The Memory Project Archive
The largest database of oral history online in Canada, The Memory Project Archive grew out of the successful Speakers Bureau, with the aim to preserve veteran stories for future generations. Beginning in 2002, these stories were audio and video recorded. Memorabilia, including photographs, medals and other wartime artefacts, were digitized and made available online.
In 2009, with a grant from the Department of Canadian Heritage, The Historica-Dominion Institute’s The Memory Project: Stories of the Second World War sent interviewers across Canada, touching three coasts and visiting more than 40 cities and towns, to record Second World War testimonials and artefacts. In 2011, with new funding the project’s mandate was expanded to Stories of the Korean War to record testimonials from Korean War veterans. The project’s goal was to record 516 stories, one for every fallen Canadian during that war.

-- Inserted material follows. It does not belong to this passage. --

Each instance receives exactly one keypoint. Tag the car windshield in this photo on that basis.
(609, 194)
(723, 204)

With more than 2,800 testimonials and 10,000 images,The Memory Project Archive offers an unprecedented historical record of Canada’s military participation, as seen through the eyes of thousands of men and women who were there. These stories provide a personal dimension to important moments in Canada’s war history, including the 1942 Dieppe Raid as experienced by Herménégilde Dussault, Don Wolfe and David Mann, the Battle of the Atlantic from Gerald Wilkes’ perspective, Guy Robitaille’s role in the Italian campaign, and the participation of Jan de Vries and Bill Ludlow at Juno Beach, during the Second World War.
The Canadian experience during the Korean War is also well represented. Donald Dalke, Claude LaFrance, Roy Jardine, Aimé Michaud, André Therrien, Leonard Wells and their compatriots share perspectives on the Korean frontlines from their time in the army, navy, and air force. These stories from the “Forgotten War” represent memorable illustrations of an important historical period.